Institutional investors have filed shareholder proposals at 10 companies, asking them to assess carbon-related risk to their capital expenditure and other business operations, according to a statement Wednesday by Ceres, a group of institutional investors encouraging companies to address climate change and other sustainability issues.
The proposals have targeted Exxon Mobil, Chevron, Southern, CONSOL Energy, Alpha Natural Resources, Anadarko Petroleum, Devon Energy, Hess, Kinder Morgan and Peabody Energy.
The resolutions focus on potential carbon asset risk and the possibility that these companies' present and future fossil fuel-related assets will lose value as “market factors — such as energy efficiency, renewable energy, fuel economy, fuel switching, carbon pollution standards, efforts to curb air pollution and climate policy — increasingly threaten demand for fossil fuels and related infrastructure,” according to a statement by Ceres, which is coordinating the filings.
The $173.2 billion New York State Common, which filed the Devon Energy proposals, is in discussions with officials at the company attempting to reach a resolution, according to a spokesman for Thomas P. DiNapoli, state comptroller and sole trustee of the fund.
The $27.1 billion Connecticut pension fund filed proposals at Hess and Peabody.
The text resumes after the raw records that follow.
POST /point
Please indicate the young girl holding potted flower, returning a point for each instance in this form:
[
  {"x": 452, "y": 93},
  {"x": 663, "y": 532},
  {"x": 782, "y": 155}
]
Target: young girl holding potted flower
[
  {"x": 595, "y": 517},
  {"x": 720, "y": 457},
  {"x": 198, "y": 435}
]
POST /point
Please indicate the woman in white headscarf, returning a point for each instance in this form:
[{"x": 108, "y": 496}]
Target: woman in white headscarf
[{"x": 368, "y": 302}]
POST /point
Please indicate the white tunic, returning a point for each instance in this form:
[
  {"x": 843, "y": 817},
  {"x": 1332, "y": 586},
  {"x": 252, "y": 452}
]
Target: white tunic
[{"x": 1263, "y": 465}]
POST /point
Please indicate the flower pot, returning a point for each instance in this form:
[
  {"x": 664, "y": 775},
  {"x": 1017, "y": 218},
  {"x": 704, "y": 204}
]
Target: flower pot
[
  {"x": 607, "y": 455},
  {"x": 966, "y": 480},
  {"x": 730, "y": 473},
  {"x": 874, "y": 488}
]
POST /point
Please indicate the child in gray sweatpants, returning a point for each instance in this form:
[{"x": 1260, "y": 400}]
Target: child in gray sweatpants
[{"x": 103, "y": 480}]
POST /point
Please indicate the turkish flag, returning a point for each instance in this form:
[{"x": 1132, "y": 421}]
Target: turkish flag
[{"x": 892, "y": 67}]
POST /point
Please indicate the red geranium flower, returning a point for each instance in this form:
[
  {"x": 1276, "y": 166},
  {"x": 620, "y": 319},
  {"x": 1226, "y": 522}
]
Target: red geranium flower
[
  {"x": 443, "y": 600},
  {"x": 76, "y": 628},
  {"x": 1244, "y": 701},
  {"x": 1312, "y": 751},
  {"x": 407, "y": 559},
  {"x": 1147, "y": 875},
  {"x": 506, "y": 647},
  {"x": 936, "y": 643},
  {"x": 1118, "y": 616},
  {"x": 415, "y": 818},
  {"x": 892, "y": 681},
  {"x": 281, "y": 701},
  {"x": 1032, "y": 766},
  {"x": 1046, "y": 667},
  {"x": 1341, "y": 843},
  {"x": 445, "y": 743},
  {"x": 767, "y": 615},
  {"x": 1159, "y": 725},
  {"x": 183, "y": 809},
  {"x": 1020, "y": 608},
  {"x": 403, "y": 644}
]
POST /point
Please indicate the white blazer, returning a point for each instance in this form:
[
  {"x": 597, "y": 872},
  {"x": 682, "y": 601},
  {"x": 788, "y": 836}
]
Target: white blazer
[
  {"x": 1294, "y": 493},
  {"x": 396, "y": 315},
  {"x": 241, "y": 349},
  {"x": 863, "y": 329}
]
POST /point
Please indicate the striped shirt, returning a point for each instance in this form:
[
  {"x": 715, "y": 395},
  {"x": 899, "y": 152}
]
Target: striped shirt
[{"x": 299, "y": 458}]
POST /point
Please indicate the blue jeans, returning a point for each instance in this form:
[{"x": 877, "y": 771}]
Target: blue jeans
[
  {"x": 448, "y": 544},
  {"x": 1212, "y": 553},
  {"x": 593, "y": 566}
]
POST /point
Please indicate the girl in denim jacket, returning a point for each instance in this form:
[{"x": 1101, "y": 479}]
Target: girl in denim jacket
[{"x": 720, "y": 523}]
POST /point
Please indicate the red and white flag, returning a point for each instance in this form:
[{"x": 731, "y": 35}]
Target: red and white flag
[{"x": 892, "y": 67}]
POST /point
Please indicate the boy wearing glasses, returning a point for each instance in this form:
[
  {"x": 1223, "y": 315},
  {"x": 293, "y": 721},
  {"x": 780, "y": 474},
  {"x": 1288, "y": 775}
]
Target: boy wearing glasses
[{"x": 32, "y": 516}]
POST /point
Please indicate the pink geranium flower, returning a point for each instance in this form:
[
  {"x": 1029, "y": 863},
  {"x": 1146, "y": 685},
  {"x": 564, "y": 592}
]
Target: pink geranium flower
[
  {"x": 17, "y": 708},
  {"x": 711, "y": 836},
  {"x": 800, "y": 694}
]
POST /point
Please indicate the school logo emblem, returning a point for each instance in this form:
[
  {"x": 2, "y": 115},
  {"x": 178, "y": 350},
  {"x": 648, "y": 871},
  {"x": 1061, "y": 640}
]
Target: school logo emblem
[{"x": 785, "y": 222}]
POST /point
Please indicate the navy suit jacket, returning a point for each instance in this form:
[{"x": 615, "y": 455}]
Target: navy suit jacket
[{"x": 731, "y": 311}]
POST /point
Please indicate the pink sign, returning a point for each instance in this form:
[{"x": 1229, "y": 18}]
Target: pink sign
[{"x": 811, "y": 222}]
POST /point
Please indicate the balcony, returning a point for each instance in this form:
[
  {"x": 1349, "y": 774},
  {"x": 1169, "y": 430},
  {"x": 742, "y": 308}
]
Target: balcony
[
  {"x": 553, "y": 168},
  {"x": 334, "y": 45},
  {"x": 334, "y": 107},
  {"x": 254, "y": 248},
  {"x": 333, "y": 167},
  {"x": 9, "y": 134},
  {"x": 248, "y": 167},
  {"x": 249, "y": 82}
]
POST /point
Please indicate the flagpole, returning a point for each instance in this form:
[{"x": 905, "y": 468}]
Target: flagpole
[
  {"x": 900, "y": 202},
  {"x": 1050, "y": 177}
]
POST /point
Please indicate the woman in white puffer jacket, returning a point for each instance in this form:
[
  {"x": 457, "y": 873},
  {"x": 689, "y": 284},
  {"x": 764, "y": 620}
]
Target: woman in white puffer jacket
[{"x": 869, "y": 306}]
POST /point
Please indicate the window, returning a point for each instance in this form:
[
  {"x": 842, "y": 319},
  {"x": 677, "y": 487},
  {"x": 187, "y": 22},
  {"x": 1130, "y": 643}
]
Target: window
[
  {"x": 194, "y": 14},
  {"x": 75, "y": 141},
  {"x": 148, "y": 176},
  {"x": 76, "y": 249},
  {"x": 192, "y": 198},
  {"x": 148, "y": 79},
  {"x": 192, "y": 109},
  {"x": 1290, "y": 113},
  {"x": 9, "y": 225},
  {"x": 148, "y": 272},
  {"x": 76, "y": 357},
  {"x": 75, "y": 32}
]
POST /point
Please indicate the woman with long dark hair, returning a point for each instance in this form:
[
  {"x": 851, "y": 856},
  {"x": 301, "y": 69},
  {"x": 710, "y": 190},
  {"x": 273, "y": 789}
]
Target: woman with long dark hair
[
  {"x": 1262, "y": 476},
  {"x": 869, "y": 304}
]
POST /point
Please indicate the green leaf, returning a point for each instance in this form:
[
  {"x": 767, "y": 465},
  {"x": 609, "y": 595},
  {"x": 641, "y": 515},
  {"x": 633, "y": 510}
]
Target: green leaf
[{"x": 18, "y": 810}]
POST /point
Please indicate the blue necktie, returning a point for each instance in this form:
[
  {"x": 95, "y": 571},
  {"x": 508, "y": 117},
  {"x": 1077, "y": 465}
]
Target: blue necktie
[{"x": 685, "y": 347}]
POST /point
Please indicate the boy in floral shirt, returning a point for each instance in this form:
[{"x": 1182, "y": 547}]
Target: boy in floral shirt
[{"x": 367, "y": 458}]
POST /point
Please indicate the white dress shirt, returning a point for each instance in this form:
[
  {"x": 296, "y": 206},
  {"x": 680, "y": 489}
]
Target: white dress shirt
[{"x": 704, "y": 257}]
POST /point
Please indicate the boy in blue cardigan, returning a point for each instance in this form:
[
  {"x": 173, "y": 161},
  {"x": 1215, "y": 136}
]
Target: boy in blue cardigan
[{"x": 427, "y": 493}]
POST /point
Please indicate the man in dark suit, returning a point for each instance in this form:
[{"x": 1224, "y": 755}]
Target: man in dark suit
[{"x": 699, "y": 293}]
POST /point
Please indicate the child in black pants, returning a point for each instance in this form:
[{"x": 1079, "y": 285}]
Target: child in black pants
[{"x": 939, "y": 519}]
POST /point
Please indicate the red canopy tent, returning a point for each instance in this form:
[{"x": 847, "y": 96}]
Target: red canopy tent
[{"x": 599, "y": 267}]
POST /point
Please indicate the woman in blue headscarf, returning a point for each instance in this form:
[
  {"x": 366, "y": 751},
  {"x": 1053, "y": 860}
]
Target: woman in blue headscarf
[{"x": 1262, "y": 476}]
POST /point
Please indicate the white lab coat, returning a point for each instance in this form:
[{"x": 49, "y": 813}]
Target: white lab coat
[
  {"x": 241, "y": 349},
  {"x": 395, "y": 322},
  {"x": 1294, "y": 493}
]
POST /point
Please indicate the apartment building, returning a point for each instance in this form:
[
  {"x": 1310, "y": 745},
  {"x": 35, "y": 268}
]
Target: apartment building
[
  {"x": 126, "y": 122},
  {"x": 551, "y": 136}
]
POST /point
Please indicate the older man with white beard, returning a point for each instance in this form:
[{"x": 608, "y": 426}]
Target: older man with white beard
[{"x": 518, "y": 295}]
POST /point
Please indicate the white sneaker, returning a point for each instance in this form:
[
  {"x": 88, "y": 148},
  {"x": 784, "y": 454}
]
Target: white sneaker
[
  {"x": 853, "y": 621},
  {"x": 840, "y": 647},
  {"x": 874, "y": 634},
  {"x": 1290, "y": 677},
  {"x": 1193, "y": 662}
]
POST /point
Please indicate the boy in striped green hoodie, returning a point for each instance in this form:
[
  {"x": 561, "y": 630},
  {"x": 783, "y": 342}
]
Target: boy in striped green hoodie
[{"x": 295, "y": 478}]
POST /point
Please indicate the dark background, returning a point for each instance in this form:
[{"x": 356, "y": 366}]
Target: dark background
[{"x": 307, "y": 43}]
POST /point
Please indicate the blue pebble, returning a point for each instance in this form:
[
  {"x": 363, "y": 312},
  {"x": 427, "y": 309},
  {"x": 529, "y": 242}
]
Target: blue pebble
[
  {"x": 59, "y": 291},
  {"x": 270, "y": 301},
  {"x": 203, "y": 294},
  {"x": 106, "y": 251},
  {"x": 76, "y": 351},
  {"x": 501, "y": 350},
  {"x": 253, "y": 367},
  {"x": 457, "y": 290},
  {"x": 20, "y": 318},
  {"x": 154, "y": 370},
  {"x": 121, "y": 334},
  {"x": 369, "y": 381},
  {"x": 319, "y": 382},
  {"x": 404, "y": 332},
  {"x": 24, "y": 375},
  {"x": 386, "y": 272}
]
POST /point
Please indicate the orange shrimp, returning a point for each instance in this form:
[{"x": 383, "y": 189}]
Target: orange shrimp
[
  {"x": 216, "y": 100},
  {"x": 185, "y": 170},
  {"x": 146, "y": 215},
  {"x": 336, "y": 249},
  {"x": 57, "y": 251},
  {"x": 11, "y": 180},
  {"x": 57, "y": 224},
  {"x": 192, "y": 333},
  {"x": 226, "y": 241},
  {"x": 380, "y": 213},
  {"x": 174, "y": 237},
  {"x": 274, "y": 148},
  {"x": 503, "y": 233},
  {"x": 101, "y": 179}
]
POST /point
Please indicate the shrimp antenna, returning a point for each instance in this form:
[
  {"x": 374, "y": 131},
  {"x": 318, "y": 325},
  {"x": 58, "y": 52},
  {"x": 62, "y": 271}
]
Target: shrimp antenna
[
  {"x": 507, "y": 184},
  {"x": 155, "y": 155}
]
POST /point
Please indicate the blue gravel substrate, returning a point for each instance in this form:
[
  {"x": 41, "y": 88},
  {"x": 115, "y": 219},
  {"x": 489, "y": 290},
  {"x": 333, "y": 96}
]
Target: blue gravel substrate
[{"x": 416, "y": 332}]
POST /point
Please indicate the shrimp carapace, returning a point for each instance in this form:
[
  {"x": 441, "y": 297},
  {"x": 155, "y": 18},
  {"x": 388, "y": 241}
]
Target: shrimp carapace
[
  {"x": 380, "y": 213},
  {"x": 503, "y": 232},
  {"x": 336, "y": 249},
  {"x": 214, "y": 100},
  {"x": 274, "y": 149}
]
David S. Barrett, communications director for Denise L. Nappier, state treasurer and sole trustee of the Connecticut funds, was unable to respond by press time.
The Exxon Mobil proposal, filed by Arjuna Capital, a unit of Baldwin Brothers, states: “Investors require additional information on how Exxon Mobil is preparing for potential scenarios in which demand for oil and gas is greatly reduced due to regulation or other climate-associated drivers. Without additional disclosure, shareholders are unable to determine whether Exxon Mobil is adequately managing these risks or seizing related opportunities.” Representatives of the company couldn't be reached for comment.
New York State Common withdrew in January a similar proposal it filed at FirstEnergy after the company agreed “to adopt, in significant measure,” the terms of the non-binding resolution, according to the pension fund's spokesman. Tricia Ingraham, FirstEnergy spokeswoman, confirmed the agreement “to provide additional transparency to outline plans to reduce emissions.”